I made not one, not two, but four pies this week, with at least three more to follow. When holidays come around, I go crazy with the need to distribute my baking bounty. My victims this Thanksgiving: my sister, roommate, coworkers, neighbors, friends and my half-marathon training schedule.

Round 1: This week on Cooking By The Book, I had a special guest star: my little sister, Gail.

We made an early Thanksgiving side dish feast on Monday night while she was visiting Portland, complete with tomato-olive stuffing, sour cream mashed potatoes, Alton Brown’s homemade green bean casserole, cranberry-orange-apple relish.
And of course, for dessert, we had this week’s challenge: buttermilk brown-sugar pie with homemade whipped cream with Amaretto. The pie was delicious, and I have a sneaking suspicion it was the butter. Butter in the crust, browned butter in the filling. I’m obsessed.
During the baking fest, we stayed true to an annual Simon family tradition (of which there are surprisingly few; we’re a unabashedly unsentimental family) and watched the 1949 black & white version of Miracle on 34th Street, as well as A Charlie Brown Thanksgiving.
Gail was in charge of the wet ingredients for the filling (she’s not as fond of crusts as I am).
I’ve always been tempted to try powdered buttermilk (you know, the package with the guy with the moustache), so I bought some just for this. It worked great, and now I can keep it in my fridge and use it whenever I need for banana bread, etc.

I finally learned how to crimp a crust properly (no more of that fork on the edge crap). Thanks, Internet! How would I have ever learned to bake without you? A sad observation, but very true.
The pie crust I usually make (to go with the pumpkin pie) has vinegar and calls for vegetable shortening, but I always use butter. For the buttermilk pie, I tried out the food processor variety with butter and water, and it was fine. I think I’ll stick with the vinegar variety, though.

Something about that one tiny tablespoon keeps it a nice rollable consistency and creating a flaky pastry with an interesting flavor dimension. Also, one of my coworkers told me about this awesome pie crust recipe (secret ingredient: vodka), which I know I’m going to have to try.

Round 2: Then on Thanksgiving Eve, I made it again to take to work, and the second time was definitely better than the first. (You can tell this one has a much better crimped crust because I did it correctly.) Blue Ribbon Pumpkin Pie (with a secret ingredient in the filling; can you guess what it is?) and Karo label pecan pie followed.

Round 3 (To be continued): For Thanksgiving Day, I’m planning pecan chocolate chip and pumpkin pies (to take to dinner), plus a sweet potato pie (for my neighbors).

Challenge #7: Brown-Sugar Buttermilk Pie

17 Nov

Next up, it’s pie time for Thanksgiving fare.

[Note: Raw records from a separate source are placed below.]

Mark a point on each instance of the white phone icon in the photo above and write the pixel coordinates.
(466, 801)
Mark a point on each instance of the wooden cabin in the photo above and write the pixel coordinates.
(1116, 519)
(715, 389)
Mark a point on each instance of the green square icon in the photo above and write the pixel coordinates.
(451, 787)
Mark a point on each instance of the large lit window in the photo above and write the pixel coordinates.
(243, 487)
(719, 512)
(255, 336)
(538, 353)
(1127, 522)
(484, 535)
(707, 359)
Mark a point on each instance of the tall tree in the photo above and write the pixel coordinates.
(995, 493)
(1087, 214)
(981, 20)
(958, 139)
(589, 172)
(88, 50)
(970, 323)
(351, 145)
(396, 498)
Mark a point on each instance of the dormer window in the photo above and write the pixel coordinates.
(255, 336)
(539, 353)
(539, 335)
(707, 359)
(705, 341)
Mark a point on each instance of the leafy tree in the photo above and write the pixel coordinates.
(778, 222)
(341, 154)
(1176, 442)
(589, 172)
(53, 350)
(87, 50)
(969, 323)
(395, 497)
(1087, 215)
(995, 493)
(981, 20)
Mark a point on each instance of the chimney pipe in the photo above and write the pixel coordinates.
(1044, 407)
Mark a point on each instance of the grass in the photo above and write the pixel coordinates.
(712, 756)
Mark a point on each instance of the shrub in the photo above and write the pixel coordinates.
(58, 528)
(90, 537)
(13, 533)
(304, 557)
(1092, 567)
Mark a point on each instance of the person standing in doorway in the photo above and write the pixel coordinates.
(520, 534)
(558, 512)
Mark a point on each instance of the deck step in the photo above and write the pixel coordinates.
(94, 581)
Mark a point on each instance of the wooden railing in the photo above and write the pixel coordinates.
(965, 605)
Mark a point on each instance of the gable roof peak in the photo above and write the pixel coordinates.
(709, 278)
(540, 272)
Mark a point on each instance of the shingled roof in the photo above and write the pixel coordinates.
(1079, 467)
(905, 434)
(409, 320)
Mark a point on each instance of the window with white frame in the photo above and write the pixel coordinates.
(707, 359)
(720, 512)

This year, I’m making millions of pies, including your standard pumpkin and pecan. But for early Thanksgiving with my sister (little Gail), we’re trying something new. It’s brown-sugar buttermilk pie, which I (again), borrowed from the Thanksgiving issue of Martha Stewart EVERYDAY Food. If I haven’t already, I would recommend buying the issue. It’s really well designed and edited (plus, I love pictures of food and new recipes).